An example of an “Other Insurance” provision in a commercial general liability (CGL), subject to any modification through an endorsement to the policy, may provide something to the effect:

 

 

 

 

4. Other Insurance

If other valid and collectible insurance is available to the insured for a loss we cover under Coverages A or B of this Coverage Part, our obligations are limited as follows:

a. Primary Insurance

This insurance is primary except when b. below applies.  If this insurance is primary, our obligations are not affected unless any of the other insurance is also primary.  Then we will share with all that other insurance by the method described in c. below.

b. Excess Insurance

This insurance is excess over:

1. Any of the other insurance, whether primary excess, contingent, or on any other basis:

(a) That is Fire, Extended Coverage, Builder’s Risk, Installation Risk or similar coverage for “your work”;

2. Any other primary insurance available to you covering liability for damages arising out of the premises or operations for which you have been added as an additional insured by attachment of an endorsement.

c. Method of Sharing

If all of the other insurance permits contribution by equal shares we will follow this method also.  Under this approach, each insurer contributes equal amounts until it has paid its applicable limit of insurance or none of the loss remains, whichever comes first.
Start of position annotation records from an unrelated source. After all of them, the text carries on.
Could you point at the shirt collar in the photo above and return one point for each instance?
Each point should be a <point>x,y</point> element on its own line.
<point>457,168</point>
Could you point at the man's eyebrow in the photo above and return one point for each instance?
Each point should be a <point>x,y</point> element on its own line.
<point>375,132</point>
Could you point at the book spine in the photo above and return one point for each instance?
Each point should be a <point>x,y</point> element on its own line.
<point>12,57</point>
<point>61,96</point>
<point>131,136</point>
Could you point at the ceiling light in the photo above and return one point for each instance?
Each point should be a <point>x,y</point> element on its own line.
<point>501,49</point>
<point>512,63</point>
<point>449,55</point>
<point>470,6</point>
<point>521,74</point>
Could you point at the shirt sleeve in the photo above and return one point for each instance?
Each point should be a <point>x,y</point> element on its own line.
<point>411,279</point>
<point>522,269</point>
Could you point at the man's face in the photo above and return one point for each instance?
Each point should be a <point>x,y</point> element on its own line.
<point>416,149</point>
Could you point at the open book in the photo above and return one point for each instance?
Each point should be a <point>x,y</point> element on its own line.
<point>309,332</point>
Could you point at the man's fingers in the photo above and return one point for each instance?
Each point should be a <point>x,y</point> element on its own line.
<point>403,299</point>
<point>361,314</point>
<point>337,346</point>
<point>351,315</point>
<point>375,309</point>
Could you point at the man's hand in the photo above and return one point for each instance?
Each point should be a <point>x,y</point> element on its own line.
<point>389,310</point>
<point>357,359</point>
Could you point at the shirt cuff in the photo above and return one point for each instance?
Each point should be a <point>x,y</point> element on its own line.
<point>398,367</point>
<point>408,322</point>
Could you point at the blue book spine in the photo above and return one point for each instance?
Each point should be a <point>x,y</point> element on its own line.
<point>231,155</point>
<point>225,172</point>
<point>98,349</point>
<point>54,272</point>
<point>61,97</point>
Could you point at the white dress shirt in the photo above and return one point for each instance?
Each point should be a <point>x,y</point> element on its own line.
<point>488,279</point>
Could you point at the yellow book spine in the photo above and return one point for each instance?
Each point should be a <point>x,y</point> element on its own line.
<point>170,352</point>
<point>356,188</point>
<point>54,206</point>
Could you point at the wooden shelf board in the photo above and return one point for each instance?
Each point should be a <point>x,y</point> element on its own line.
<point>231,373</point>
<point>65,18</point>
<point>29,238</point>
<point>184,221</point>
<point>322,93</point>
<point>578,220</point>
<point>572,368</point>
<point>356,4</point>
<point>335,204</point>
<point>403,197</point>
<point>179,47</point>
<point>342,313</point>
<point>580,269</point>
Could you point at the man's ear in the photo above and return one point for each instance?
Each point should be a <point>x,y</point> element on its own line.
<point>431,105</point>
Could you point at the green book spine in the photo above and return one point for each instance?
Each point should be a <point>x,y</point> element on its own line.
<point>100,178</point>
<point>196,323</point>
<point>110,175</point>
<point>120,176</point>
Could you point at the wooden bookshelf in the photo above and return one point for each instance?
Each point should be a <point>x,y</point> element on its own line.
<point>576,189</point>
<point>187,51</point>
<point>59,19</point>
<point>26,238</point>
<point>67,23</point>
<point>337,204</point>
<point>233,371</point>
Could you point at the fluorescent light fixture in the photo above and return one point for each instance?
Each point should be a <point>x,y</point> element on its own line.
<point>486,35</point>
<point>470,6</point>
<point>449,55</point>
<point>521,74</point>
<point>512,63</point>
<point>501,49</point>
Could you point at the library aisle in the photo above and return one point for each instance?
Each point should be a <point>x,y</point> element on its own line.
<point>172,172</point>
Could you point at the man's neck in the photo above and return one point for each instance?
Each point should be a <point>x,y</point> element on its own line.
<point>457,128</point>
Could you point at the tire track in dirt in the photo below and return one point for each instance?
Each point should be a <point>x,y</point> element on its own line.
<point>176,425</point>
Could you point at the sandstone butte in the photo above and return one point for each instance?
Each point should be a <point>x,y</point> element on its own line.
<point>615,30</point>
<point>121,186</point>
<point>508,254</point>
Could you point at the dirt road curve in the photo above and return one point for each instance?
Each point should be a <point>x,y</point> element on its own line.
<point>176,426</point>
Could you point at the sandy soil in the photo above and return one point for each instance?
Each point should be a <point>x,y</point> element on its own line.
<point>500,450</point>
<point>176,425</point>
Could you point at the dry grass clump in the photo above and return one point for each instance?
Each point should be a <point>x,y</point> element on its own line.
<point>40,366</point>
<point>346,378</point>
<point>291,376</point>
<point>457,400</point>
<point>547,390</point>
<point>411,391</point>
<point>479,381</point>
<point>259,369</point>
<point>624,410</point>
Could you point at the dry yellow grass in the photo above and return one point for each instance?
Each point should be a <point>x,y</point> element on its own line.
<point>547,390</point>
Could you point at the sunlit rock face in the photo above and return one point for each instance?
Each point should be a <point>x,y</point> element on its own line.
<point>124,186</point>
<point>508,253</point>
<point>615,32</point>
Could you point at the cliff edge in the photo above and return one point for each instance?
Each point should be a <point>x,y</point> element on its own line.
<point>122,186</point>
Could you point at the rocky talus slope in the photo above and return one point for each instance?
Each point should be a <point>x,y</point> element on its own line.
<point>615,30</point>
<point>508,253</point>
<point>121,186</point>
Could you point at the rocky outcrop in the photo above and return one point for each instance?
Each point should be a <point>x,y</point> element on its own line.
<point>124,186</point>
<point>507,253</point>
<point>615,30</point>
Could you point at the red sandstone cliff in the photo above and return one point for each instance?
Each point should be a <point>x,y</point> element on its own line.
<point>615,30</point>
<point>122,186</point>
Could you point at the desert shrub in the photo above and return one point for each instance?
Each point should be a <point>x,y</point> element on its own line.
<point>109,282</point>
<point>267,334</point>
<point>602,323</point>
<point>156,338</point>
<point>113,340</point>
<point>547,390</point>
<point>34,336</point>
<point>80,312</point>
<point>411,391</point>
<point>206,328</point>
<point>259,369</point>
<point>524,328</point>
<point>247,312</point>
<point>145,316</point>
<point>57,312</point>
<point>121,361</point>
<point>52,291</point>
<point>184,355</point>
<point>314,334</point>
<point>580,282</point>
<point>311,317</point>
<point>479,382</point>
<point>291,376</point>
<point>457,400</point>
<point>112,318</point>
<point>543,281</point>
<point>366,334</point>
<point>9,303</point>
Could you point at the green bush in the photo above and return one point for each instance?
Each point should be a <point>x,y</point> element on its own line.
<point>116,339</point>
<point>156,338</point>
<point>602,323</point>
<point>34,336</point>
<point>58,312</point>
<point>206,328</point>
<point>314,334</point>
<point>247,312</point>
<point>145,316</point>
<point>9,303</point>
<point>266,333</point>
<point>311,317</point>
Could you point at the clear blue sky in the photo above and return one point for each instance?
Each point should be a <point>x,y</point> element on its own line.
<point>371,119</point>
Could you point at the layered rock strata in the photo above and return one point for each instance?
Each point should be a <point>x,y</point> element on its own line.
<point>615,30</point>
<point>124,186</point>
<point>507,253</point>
If any of the insurance does not permit contribution by equal shares, we will contribute by limits.  Under this method, each insurer’s share is based on the ratio of its applicable limit of insurance to the total applicable limits of insurance of all insurers.

If a policy is deemed as excess coverage, than “liability attaches only after a predetermined amount of primary coverage has been exhausted.”  Tudor Ins. Co. v. American Casualty Co. of Reading Pennsylvania, 274 F.Supp.3d 1278, 1283 (N.D.Fla. 2017) (quotation and citation omitted).  Hence, the “Other Insurance” provision allows an insurer to limit or control its risk by turning the policy into an excess policyId. (when excess provision applies than limits of the primary policy need to first be exhausted).

When deciding the priority of coverage among multiple insurers, Florida courts generally rely on the language of the several policies, with careful attention to the other insurance clauses.  Where two insurance policies contain conflicting excess other insurance clauses, those clauses cancel one another out….  [W]here a court must allocate between two policies at the same level that contain incompatible excess clauses, the majority rule is that the two excess clauses cancel each other out, and the loss is pro-rated between the two policies. The proper method of allocation is to disregard the other insurance clauses, treat the two excess insurers as co-excess insurers, and pro-rate the loss between the two policies.

***

Florida law recognizes an exception to the rule governing competing “Other Insurance” provisions where a right of indemnification exists between the parties insured under the respective policies of insurance, especially where … one of the policies happens to cover the indemnity obligation. In this circumstance, a clear majority of jurisdictions give controlling effect to the indemnity obligation of one insured to the other insured over the ‘other insurance’ or similar clauses in the policies of insurance.  Florida cases have consistently recognized that where a loss is covered by two or more primary policies of insurance, the operation of an indemnification agreement between the common insureds has the result of shifting responsibility for the entire loss to the carrier for the indemnitor. [U]nder Florida law an indemnity agreement control[s] all the rights and obligations of the parties and their privies (the insurers), and the fact that the parties carried insurance did not ‘detract from or modify’ their indemnity agreement.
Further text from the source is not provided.